First, Andrew Sullivan (whose blog is hosted by The Daily Beast, Newsweek‘s online presence) welcomes the move, but deploys some elitist reasoning:
And as I ramble down the aisle of Amtrak’s Acela, I see so many reading from tablets or laptops, with the few newspapers and physical magazines seeming almost quaint, like some giant brick of a mobile phone from the 1980s. Almost no one under 30 is reading them. One day, we’ll see movies with people reading magazines and newspapers on paper and chuckle.
… And the tablet is so obviously a more varied, portable, simple vehicle to deliver a group of writers tied together in one actual place, which cannot be disaggregated, than paper, print and staples.
The problem is that not everyone has access to an iPad or one of its rivals. An electronic tablet is a large up-front cost that not everyone can afford. And I bet that there is a correlation between people who do not have the spare cash for an iPad, and those doing the manufacturing or service jobs that do not entail sitting in front of an internet-enabled computer. Someone like me will always be connected to the news and to writers, whether I am at work, at home, in a ‘third space’, or travelling. But that is not true of everyone. For them, being able to purchase the news in print is still essential if they want to play a part in civic society. How does the Newsweek decision or the inevitable Guardian migration help them? If the only print product that remain on the newsstands are the tabloids, we may lose something from our democracy, as the struggling sections of society find themselves on the wrong side of a digtial wall.

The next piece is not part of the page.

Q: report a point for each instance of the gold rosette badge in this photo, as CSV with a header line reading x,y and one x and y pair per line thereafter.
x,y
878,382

Elsewhere, Jason Kottke points out that much of the content people access is through feeds: Twitter and Facebook, usually.

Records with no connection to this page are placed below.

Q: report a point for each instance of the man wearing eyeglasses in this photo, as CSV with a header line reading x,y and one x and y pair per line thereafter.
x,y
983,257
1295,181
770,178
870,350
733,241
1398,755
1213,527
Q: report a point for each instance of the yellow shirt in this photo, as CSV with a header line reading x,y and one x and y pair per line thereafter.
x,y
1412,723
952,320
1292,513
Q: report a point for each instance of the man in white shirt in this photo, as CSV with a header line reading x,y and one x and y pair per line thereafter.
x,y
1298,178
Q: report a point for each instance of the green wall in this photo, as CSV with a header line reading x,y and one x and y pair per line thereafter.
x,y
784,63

Now, you may follow Daily Dish or Krugman on Twitter but that’s not quite the same as reading the sites; you’re not getting the whole post/article on Twitter, Krugman items are intermingled & fighting for attention with tweets from @horse_ebooks & Lady Gaga, and if you unfollowed Krugman altogether, you’ll find when he writes something especially good, someone else in your Twitter stream will point you to it pretty quickly. That is, Twitter or Facebook will provide you with the essential Krugman without you having to pay any attention to Krugman at all.
What that means is what blogs and the web are doing to newspapers and magazines, so might Facebook & Twitter do to blogs.

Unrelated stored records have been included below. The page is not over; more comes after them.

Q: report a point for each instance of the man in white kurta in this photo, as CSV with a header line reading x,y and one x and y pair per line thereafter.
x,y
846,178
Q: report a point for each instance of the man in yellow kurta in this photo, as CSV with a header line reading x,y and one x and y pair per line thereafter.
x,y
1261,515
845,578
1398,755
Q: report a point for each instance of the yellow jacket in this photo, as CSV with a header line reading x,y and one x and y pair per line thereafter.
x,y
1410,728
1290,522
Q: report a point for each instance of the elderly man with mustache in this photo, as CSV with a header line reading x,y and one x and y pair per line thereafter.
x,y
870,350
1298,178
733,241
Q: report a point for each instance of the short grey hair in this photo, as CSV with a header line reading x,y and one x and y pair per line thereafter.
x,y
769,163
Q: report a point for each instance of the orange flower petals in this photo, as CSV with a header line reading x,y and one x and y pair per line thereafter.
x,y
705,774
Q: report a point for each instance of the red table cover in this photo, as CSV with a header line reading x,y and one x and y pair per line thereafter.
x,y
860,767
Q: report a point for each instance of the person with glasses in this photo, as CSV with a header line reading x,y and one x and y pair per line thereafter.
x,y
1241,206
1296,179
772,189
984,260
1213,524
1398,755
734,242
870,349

The peril here is the problem of filtering. Our social media streams tend to be filled with like-minded people, which means the ‘especially good’ content that we are likely to see will have passed through a filter of sorts – the filter of people with whom we agree! One service that magazines and editors are particularly good at is finding dissident voices and contrarian opinions, which challenge our prejudices and assumptions. As the ‘bundle’ unravels, it is unlikely that social media will be up to the task of presenting us with that kind of content. Again, this would be bad news for civic society.
As we move into this brave new era, age it is important that we ensure that everyone has access to digital content, and that we do not let the technology filter out the dissenting voices that every good democracy needs to hear.